For all this, it is understandable in 2023, commissioned a year earlier by Congress due to the impact of this newspaper’s investigation. He finally framed the scope of the scandal: in a survey of 8,000 people, a very high sample in an impeccable study, . That was equivalent to about 440,000 people, and with the expected margin of error, it was between 350,000 and 530,000, according to media estimates. The then president of the bishops, Juan José Omella, accused them of making an “intentional and erroneous extrapolation.”
In its flight from the truth and the search for maximum abstraction, the EEC began to say that the numbers were not important, but the people. He has used that alibi until today: Argüello has insisted that they are interested in going “face to face.” There is a lot of face in this statement, coming from an institution that has slammed the door in the faces of the victims who came to it for decades. But this desire to know faces is commendable if it really translates into analyzing case by case and with rigor what has happened and, beyond the aggressor, who was responsible for covering him up, for doing nothing, for transferring him or even for helping him flee from justice and sending him to South America. Because all this is still pending, absolutely nothing has been done.

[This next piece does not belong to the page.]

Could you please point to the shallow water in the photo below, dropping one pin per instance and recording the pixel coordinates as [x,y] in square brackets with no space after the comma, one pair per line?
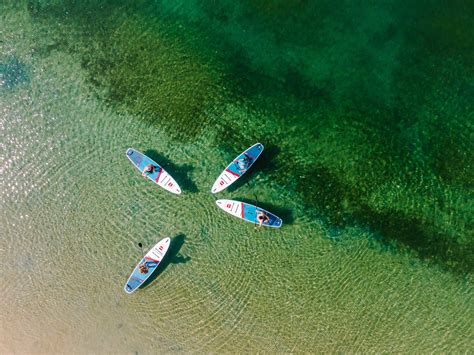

The victims hope that the Church also sees those faces well. In fact, some have already been seen for five years in this newspaper’s database, which contains a list of more than 60 bishops and religious superiors accused of silencing or covering up cases of abuse. But there has never been any response from the Church, neither in Spain nor in the Vatican. This newspaper has also referred to the EEC and the Holy See, without response.
Acknowledging harm is all well and good, but what exactly is the harm? The truth also involves clearly establishing, in each order and in each diocese, the known cases, as the Church in the United States has done, with initiatives that here seem like something from extraterrestrials: there are lists with the name of the aggressor, the place of the abuse and the date. There are also thousands of documents available on the internet. That transparency is still light years away from the Spanish Church, which is still focused on hiding the information it has. And he still hopes not to have to reveal it if he resolves it by paying compensation, but that is only part of the truth, since most of the victims have died.
This Monday’s step represents the arrival point of something unthinkable seven and a half years ago: that the Church compensates the victims with the control of the State, because it has already been seen that it is not trustworthy. The Church continues not to tell the truth about what it knows, without opening its archives to an independent audit and without those responsible for covering up the abuses having paid for it. There are still many steps to take.